Functionally, none of these possibilities are promised by the gym, contingently though the chances of its fulfilment are seen to have been achieved.

Do it! Hit the gym, clip your hair, take a run! Sleep around, get drunk, smoke! Do it if you think it helps! Have that ‘Break Up Party Chocolate Eclair’ and even dance to that Break Up Song. Do it if you want to, don’t do it because the world is pressuring you to ‘forget,’ to erase yourself and your experiences in order to maintain a facade of normalcy/happiness. Don’t do it because their human sensibilities cannot respond to your ‘negativity/(oft loosely-used) depression.’ Don’t do it because the society demands of you to disengage with grief.

It is essential that we recognise that we’re not alone in this!

Let us resist the temptation offered by rationalists and marketers that taps into people’s insecurities, needle their deepest feelings of inadequacy, to market a break up just as much as they want to market love on Valentine’s Day.
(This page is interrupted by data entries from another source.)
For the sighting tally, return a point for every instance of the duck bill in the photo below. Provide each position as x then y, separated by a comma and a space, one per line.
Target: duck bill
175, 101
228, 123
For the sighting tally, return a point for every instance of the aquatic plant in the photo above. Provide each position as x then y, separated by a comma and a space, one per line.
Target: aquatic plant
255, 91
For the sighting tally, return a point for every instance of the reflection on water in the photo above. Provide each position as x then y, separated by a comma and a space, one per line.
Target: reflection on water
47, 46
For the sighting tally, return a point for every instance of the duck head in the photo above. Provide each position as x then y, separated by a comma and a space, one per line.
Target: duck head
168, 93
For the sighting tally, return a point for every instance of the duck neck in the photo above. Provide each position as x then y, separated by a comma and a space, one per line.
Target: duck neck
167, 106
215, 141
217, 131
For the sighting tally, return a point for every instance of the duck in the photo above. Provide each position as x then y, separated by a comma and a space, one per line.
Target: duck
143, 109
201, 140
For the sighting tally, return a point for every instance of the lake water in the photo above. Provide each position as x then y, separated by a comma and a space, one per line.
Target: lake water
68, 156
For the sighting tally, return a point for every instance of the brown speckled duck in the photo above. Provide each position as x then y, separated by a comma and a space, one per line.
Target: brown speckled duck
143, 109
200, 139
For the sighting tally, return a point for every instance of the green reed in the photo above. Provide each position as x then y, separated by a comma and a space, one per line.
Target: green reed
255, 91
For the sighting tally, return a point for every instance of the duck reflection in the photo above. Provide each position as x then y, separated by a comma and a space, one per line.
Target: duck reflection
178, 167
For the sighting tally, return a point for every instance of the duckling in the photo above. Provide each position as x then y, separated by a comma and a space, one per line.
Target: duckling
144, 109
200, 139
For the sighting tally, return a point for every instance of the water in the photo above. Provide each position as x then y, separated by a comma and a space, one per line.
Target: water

But understand that our heartbreaks do have a subversive potential. We are heartbroken! Yes! No, we do not need to ‘get over this and move on’ quickly! Instead, we need to build friendships, solidarities, care-systems.

It is essential that we recognize that we’re not alone in this! Even though we feel lonely, this loneliness is collective and shared. The world is trying to make it feel as though a break up or a patch up is strictly ‘personal,’ and that you alone must survive it. It’s not! The pursuit of individual happiness doesn’t trump or excuse our obligations to each other.

Let’s resist the appeal of individualistic ‘therapeutic’ approaches to the problems of our time by recognizing the need for creation of solidarity that rebuild confidence in our collective capacity to deal with problems attributed to ‘personal shortcomings’ and in that the market’s grip on our very souls can be broken.